Tuesday, December 6, 2016

Stow's (MA) Cemetery - Headstone Art

Stow's Lower Village Cemetery, burials 1700 to present.
Slate headstones meant to be read while standing opposite
the grave. Click on photos to enlarge.
In the early Stow years, when people died, they were buried in the Lower Village Cemetery with their graves oriented east-west, feet pointing east, so that on Resurrection Day, when “…the trumpet shall sound and the dead shall be raised…” they would arise facing the new day. Headstones were inscribed on the far side of the deceased. This way, a person reading the inscription would be standing on the other side from the body.

The Lower Village Cemetery was located near the original meeting house. A kiosk on the south side of the cemetery has a map on one side with numbers for the graves and a numerically ordered list of the 500-odd burials on the other side, showing names, dates of death, ages and dates of birth. The list is not up to date, as there are at least a half-dozen 21st century burials not shown. The earliest interment on record dates to 1711. Given Stow was settled in the 1680s, either everyone was preternaturally healthy or else earlier burials were not properly recorded. 

UMK for graves without headstones
Colonial era graveyards were not as tidy as now. Families did not own plots, graves were dug between graves, and over long periods of time stones were lost and burial spaces reused. Bones of the previously deceased were dumped in a common pit, burned, or left under where the new coffin would go. Stow's oldest cemetery is not quite that ancient, but there are many spaces where gravestones had once been, the only evidence now being a circular metal marker flush with the ground, lettered "UMK" for unmarked.

One of the few skull motif headstones in Lower Village Cemetery



The great majority of the headstones in Lower Village are made of slate, many obscured by over-growing lichen.
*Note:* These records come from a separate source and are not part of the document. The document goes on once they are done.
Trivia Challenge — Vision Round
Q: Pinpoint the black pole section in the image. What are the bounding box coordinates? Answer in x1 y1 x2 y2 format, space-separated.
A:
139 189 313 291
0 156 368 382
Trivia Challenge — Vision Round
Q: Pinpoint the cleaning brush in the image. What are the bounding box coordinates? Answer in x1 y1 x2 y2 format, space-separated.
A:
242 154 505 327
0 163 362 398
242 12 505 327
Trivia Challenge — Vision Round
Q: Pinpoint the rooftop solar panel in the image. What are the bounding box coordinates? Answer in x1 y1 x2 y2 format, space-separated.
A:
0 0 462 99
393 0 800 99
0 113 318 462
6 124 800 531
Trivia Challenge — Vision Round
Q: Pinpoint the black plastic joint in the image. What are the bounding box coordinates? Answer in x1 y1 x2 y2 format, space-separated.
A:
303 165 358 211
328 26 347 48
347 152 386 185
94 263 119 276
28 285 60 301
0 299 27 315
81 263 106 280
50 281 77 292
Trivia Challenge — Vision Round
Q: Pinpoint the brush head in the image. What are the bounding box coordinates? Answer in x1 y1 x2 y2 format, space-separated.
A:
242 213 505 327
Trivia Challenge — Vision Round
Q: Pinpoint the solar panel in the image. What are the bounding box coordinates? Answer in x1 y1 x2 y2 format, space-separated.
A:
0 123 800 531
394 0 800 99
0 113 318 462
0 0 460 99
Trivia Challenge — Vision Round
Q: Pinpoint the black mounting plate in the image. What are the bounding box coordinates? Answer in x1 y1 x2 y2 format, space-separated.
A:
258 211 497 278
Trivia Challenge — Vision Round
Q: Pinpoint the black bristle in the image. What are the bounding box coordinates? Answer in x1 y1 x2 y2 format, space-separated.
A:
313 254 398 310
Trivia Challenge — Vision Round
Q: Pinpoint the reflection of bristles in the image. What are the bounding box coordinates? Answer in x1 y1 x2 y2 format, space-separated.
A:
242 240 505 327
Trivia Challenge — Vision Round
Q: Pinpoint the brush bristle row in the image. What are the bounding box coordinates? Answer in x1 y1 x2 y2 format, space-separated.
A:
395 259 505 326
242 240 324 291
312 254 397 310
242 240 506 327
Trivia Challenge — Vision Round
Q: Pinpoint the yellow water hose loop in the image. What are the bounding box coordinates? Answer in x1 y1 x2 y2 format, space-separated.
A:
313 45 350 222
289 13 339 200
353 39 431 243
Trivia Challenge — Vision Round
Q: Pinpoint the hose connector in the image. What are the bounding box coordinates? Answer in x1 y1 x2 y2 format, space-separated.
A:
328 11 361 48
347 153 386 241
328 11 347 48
Fewer are marble. Fewer still, granite. Familiar names include Brooks, Brown, Conant, Gates, Goodnow, Hale, Randall, Taylor and Whitney. Among the Whitneys, one stone is for Richard Whitney (1692-1775), next to it Hannah, his wife, and next to her Hannah, his wife. Richard and Hannah-1 had eight children before she died at the age of 50. Two years later he married Hannah-2, a widow who had five children from her first marriage. Richard and Hannah-2 had no additional children. They both passed away in 1775, after 30 years together.

Eastern Massachusetts headstone art changed through the centuries, the changes usually beginning in Boston and the neighboring cities, then radiating outward. The 1600s were characterized by a death's head - a toothy stylized skull flanked by wings. By the 1700s another iconographic motif took over. Called a winged cherub or a soul effigy, this motif was characterized by a fleshy face and life-like eyes, again flanked by wings. Many of the headstones in the Lower Village Cemetery display this image. By the late 1700s and early 1800s headstones featured a willow tree, an urn, or often the combination of the two. The willow was an ancient symbol of mourning. Urns were symbols of Roman-era items used to contain the deceased's ashes.

Headstone art in the Hartshorn/Mullicken style
A small subset of stones in Stow present an entirely different direction - a simplified, mask-like face, no wings, with much of the rest of the stone showing circles filled with spirals or stylized flower outlines. These look very modern, but date to 1700-1760. Massachusetts stone carvers associated with this style were John Hartshorn, Robert Mullicken and Mullicken's three sons.

To visit this cemetery, park at Shaw's Plaza and walk over. Its layout predates the Rural Cemetery Movement, which made its first appearance in the United States with Mount Auburn Cemetery, in Cambridge (1831). That innovation called for a site distant from the immediate neighborhood of meeting houses or churches, either town owned or privately owned, often on a hillside near the outer edges of town, with winding paths and extensive landscaping. Cemeteries became not what you passed on your way to Sunday service, but rather a place you might visit to honor the departed, take a meditative walk, or even have a picnic. Stow's newest cemetery - Brookside (1864) - is more aligned with the latter concept while Hillside (1849) - Stow's second cemetery - is more of the old style.

Cupid design for headstone; popular in the 1700s
Tombstone art has become common again. Headstones now tend to be long-lasting granite. Rather than being hand-carved, these very hard stones are etched with a computer-guided laser. Images can range from simple information to portraits of the departed, or perhaps something important from their life. In Matinicus Cemetery, Matinicus Island, Maine, some of the stones include an image of the lobster boat that belonged to the deceased.  

Maynard's Glenwood Cemetery was dedicated in 1871, so it contains none of these old-style slate stones or headstone art. There are 20-30 stones dated earlier than 1871; either these were buried in anticipation that the town would purchase the land for a town cemetery or else they were relocated from family plots on family land after the cemetery was open for business.